В конце концов, хоть Лисбет не рыдала. Хвала за это Господу. Сложно было вынести и поток слез Джейн. Он хотел так много сказать. Так много. Если бы только Эдвард имел уверенность, что Лисбет способна понять. Женщина не может стать регентшей. Страна ее никогда не примет. Лисбет придется уступить власть, придется уйти. В последнюю сотню лет корона дважды попадала в руки ребенка, в итоге, каждый сталкивался с катастрофическими последствиями. С его сыном не должно этого произойти, с Эдвардом - не должно. Но осознает ли Лисбет действительность угрозы? Осознает ли, до чего могут дойти люди, в целях приобретения влияния на мальчика-короля? Дикон один способен сберечь Эдварда от превращения в политическую пешку, используемую сначала одной, а потом другой партией в борьбе за власть. Поняла ли это Лисбет? Между ней и Диконом никогда не было и тени любви, но сейчас их отношения не имеют ни малейшего значения. Она нуждается в нем, но осознает ли - насколько? Позволь ей понять, Милостивый Боже, позволь ей понять.

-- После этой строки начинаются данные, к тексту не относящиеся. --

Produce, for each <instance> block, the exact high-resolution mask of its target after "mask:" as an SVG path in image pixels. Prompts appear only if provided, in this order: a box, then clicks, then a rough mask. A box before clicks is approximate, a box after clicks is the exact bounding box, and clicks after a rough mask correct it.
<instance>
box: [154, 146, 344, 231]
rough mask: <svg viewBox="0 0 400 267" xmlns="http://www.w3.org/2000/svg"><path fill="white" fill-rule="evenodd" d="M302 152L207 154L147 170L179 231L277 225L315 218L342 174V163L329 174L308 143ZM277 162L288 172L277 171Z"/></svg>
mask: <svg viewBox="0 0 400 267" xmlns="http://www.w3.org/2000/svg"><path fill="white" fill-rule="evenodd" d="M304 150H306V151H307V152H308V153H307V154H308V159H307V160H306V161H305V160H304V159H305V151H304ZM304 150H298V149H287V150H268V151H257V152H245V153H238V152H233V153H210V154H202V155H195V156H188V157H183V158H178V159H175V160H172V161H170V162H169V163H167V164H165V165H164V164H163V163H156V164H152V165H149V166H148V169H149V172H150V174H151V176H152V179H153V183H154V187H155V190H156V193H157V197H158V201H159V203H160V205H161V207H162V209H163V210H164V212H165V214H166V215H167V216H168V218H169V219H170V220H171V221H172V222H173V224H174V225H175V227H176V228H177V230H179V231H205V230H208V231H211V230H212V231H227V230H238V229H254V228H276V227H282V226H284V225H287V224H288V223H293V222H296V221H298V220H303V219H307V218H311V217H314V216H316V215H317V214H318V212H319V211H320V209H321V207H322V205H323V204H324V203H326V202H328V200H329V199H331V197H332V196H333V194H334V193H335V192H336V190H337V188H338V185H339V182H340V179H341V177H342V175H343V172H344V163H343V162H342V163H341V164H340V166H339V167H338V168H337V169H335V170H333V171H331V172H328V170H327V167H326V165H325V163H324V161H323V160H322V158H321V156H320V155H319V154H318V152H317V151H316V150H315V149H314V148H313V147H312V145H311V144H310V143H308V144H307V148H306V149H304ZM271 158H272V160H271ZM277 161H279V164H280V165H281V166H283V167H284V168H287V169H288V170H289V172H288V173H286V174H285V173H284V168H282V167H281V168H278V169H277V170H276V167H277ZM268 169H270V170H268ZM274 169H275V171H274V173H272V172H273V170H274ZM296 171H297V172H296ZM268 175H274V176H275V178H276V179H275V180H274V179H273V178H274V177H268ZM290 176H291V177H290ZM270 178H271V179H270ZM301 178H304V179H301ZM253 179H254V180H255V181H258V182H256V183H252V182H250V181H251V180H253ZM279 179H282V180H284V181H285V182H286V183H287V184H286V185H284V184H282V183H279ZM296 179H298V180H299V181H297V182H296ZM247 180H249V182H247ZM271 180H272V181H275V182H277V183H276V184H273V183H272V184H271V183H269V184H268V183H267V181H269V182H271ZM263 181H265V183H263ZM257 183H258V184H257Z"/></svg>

Ладони Лисбет в его руках заставляли Эдварда дрожать от холода. Или же это он был охвачен огнем? Похоже, тело охватила настоящая горячка. Становилось сложнее удержать мысли от раздирающего их хаоса. Каменной тяжестью наливались веки. Ему не следует сдаваться болезни, еще рано. Столько нужно ей сказать. Стиллингтон...Необходимо успокоить Лисбет в отношении Стиллингтона, убедить, что старик удержит язык за зубами. Заставить поверить этому, заставить... Если бы тут находился Эдвард. Не стоило так долго оставлять мальчика в Ладлоу. Лучше приказать чаще привозить его ко двору, дать сыну лучше узнать Дикона. Слишком долго он был под опекой Энтони...Сейчас окажется тяжелее расположить Эдварда к доверию Дикону и Уиллу, которых он совсем не знает...Чересчур поздно. Как же поздно. Так многое нуждалось в кардинально ином подходе.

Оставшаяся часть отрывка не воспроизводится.